A) Interferon gamma (IFNG) is an upstream regulator of genes correlated with DNAm signature 5 (mean log₂FC=−1.76; p=1.46 × 10⁻⁴). GATA binding protein 2 (GATA2) is downstream of IFNG and significantly activated in children with atopy. B) Septin-2 (SEPTIN2) is an upstream regulator of genes correlated with DNAm signature 8 (mean log₂FC=−2.58; p=6.67 × 10⁻¹⁶). Tectonic family member 2 (TCTN2) is downstream of SEPTIN2 and significantly inhibited in children with atopy. C) Interleukin 13 (IL-13) is an upstream regulator of gene correlated with DNAm signature 16 (mean log₂FC=5.46; p=0.002). Periostin (POSTN) is downstream of IL13 and significantly activated in children with atopy. Scatterplots show the correlation between expression of representative genes from each network (y-axis) and the individual scores for each DNAm signature (x-axis). The red arrow denotes the direction of the correlation with atopy in URECA subjects. The residuals shown in the scatterplots (y-axes) are after regressing out site, sequencing batch, ancestry PCs 1–3, and percent squamous and percent ciliated epithelial cells as covariates (Supplementary Methods). FDR-adjusted P-values are shown. Red symbols = activated genes; blue symbols = inhibited genes; gray symbols = not differentially expressed.

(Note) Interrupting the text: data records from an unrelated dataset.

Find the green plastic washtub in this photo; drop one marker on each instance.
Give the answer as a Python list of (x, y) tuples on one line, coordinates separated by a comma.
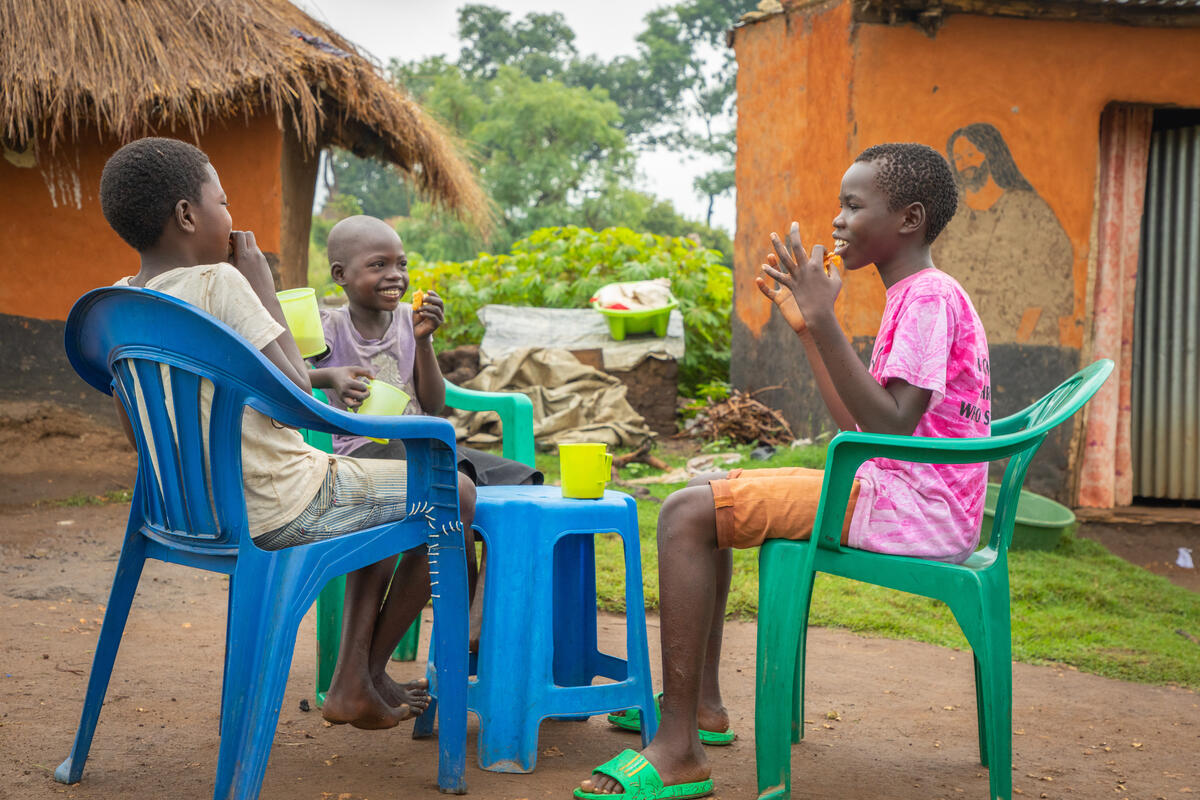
[(623, 322), (1038, 524)]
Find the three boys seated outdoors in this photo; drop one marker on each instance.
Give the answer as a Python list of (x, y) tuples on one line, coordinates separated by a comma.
[(930, 359)]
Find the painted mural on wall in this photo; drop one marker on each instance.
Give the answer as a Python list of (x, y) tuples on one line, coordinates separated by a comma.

Figure 3.. Heritability of the DNAm signatures.

A) QQ plots of GWAS p-values (upper panel) and enrichment p-values (lower panel) for each signature. Genomic inflation factors, or lambdas (λ), were calculated based on all SNPs (black points). B) The contribution of each set of SNPs to the heritability of each signature. The total heritability of each signature was 0.17 (p=0.0026) for Signature 5, 0.30 (p=9.3×10⁻⁷) for Signature 8, and 0.16 (p=9.0×10⁻⁷) for Signature 16. C) The per-SNP contribution to the heritability of each signature.